# Karpfen im Biotop



## Icaros (23. Aug. 2007)

Hallo, zusätzlich zu meinen ca. 10-20 Gold/Koifischen, die sich schon seit knapp 7 Jahren pudelwohl in meinem Biotop fühlen bzw. vermehren, habe ich jetzt 2 kleinere __ Schuppenkarpfen und 2 Spiegelkarpfen eingesetzt. Der Biotop ist leider nur 1,10cm tief an der tiefsten Stelle. Nun wollte ich fragen, ob die Karpfen den Winter mittels so einer Teichglocke aus Styropor überleben können bzw. ob es sinnvoll ist die Karpfen im Teich zu behalten. Die 2 Schupper haben sich schon an den Teich gewöhnt und nehmen bereits Schwimmfutter von der Oberfläche an.


----------



## karsten. (24. Aug. 2007)

*AW: Karpfen im Biotop*

Hallo

zeig doch mal ein par Bilder von Deinem Teich 


mfG


----------



## Icaros (24. Aug. 2007)

*AW: Karpfen im Biotop*


----------



## Ulumulu (24. Aug. 2007)

*AW: Karpfen im Biotop*

Hallo

Willkommen hier im Forum

Was meinst du mit Gold/Koifischen? 
Goldfische oder Koi? Beides?  Wie viele von welchen?
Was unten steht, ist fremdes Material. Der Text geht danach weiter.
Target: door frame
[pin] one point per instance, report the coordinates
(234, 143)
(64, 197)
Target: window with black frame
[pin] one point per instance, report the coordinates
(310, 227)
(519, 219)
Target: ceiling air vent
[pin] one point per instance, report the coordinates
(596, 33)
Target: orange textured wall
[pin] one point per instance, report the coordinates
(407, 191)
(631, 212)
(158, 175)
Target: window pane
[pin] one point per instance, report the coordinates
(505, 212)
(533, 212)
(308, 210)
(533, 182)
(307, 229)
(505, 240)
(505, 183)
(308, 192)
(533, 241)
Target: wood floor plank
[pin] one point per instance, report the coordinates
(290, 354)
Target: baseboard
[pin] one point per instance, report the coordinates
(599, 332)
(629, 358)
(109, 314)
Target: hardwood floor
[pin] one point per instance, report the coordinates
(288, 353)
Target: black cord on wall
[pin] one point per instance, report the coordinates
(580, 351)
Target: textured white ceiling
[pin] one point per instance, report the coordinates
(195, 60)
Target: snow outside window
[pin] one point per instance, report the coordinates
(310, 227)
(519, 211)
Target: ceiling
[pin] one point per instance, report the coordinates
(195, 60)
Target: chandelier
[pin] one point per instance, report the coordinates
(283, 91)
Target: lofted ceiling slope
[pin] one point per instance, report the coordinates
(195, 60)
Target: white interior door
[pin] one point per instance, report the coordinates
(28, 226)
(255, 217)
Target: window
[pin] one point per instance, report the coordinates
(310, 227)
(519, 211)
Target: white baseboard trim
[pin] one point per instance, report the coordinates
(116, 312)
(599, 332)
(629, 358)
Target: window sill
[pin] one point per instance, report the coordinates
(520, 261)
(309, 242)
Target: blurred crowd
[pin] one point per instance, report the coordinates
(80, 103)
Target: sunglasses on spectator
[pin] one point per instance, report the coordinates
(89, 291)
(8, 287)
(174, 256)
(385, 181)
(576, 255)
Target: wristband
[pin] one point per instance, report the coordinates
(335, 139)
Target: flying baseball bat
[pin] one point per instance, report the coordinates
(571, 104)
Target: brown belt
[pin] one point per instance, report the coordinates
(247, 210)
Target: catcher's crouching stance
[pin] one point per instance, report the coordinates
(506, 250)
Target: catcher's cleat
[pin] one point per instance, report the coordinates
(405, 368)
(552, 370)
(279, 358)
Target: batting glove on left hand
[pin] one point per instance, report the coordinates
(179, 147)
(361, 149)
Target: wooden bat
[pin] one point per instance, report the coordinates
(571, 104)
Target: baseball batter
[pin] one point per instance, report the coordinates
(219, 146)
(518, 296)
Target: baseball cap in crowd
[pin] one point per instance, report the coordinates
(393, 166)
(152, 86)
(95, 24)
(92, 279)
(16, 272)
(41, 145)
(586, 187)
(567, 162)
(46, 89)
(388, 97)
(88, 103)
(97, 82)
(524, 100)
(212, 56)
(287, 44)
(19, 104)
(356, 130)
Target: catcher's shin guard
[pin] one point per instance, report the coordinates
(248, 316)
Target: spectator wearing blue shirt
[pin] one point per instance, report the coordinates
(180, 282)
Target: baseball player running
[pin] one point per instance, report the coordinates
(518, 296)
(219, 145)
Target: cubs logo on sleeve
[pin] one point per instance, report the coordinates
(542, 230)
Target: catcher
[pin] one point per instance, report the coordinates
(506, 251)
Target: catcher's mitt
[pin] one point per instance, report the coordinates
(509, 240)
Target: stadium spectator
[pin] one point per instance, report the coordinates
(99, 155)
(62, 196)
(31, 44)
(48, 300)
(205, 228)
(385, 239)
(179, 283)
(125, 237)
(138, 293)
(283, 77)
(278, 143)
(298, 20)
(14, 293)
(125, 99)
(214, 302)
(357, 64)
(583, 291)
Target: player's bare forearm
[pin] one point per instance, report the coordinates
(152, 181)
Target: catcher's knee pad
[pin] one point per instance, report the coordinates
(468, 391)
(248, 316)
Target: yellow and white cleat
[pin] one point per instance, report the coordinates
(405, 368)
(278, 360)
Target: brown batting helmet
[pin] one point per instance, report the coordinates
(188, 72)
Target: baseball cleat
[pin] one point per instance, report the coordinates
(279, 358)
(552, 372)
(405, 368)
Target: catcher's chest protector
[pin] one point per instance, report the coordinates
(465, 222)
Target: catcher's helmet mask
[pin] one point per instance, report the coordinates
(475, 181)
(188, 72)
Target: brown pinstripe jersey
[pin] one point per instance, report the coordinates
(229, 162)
Die Frage ob deine Karpfen den Winter überleben macht mir keine Gedanken (werden sie wahrscheinlich nicht da Teich zu flach ) 
ich frage mich eher ob sie überhaupt in dem Teich überleben können. 
Auf dem Bild sieht der Teich sehr klein aus schätze mal auf 5 max. 6000l.
Und du hast darin soviele Fische jetzt noch Karpfen dazu die den Teich nochmal belasten und das alles ohne Filteranlage.
Das kann und wird nicht lange gut gehen.


----------